Vorreiter in Sachsen ist das gemeinnützige Projekt Karree 49 in Chemnitz. In einem leer stehenden Gebäude in der Peterstraße ist im vergangenen Jahr eine Aquaponikanlage mit fünf Fischtanks im Keller und einem vierstöckigen Gemüseturm in Betrieb gegangen. „Die Tanks sind für bis zu einer Tonne Lebendfisch gedacht, darunter Karpfen, Störe und Bodenseefelchen“, sagt Sprecher Stefan Willi. „Im Gewächshausturm haben wir begonnen, Tomaten, Basilikum und Gurken zu pflanzen.“ Ziel sei neben der Direktvermarktung von Fisch und Gemüse, jungen Menschen mit Problemen eine sinnvolle Tätigkeit zu bieten. Willis großer Plan: „Vielleicht gelingt es uns, zur Kulturhauptstadt 2025 einen der Standorte mit unseren Lebensmitteln zu versorgen.“

Fischbecken der Aquaponikanlage in Chemnitz. Noch sind nicht alle Becken gefüllt.
Fischbecken der Aquaponikanlage in Chemnitz. Noch sind nicht alle Becken gefüllt. © Susanne Domaratius-Enders/Karree 49

Für die Nahrungsmittelproduktion der Zukunft interessant wird Aquaponik allerdings erst mit Großanlagen von 10.000 Quadratmetern aufwärts, sagt Professor Werner Kloas. Alles Bisherige seien „Anlagen im Hobbybereich“. Kloas leitet eine Forschungsgruppe am Leibniz-Institut für Gewässerökologie und Binnenfischerei in Berlin, das ein patentiertes Aquaponiksystem entwickelt hat. Es beruht auf getrennten Kreislaufanlagen für Fische und Pflanzen, die je nach Bedarf zusammengeschaltet werden können. Das ermögliche, den doch recht unterschiedlichen Wachstumsansprüchen von Fischen und Pflanzen besser gerecht zu werden.

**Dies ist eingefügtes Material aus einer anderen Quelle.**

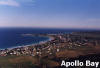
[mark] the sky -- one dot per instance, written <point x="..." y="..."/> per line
<point x="83" y="14"/>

Angst vor Risikoinvestition

Haupthindernis für Aquaponik in großem Maßstab sind laut Kloas hohe Investitionskosten und in Deutschland hohe Betriebskosten für Energie, Personal und Futter. Zudem bestehe hierzulande, anders als in den USA, Angst vor Risikoinvestitionen. Kloas: „Wenn wir einmalig 10 bis 20 Millionen Euro in die Hand nehmen würden, könnten wir zeigen, dass Aquaponik auch wirtschaftlich funktionieren kann.“

Sachsens Landwirtschaftsminister Wolfram Günther hat sich im Sommer bei Blün in Wien umgeschaut. „Ein auch für den Freistaat interessanter Weg regionaler Wertschöpfung“, sagt er. Ihn habe das gemeinsame Verfolgen einer Vision beeindruckt, die es in Sachsen leider noch zu wenig gebe. Von einem wichtigen Punkt konnte sich Günther bei seinem Blün-Besuch schon persönlich überzeugen: Tomaten aus Aquaponik schmecken überhaupt nicht nach Fisch. Sie sind aromatisch frisch, wie aus dem heimischen Garten.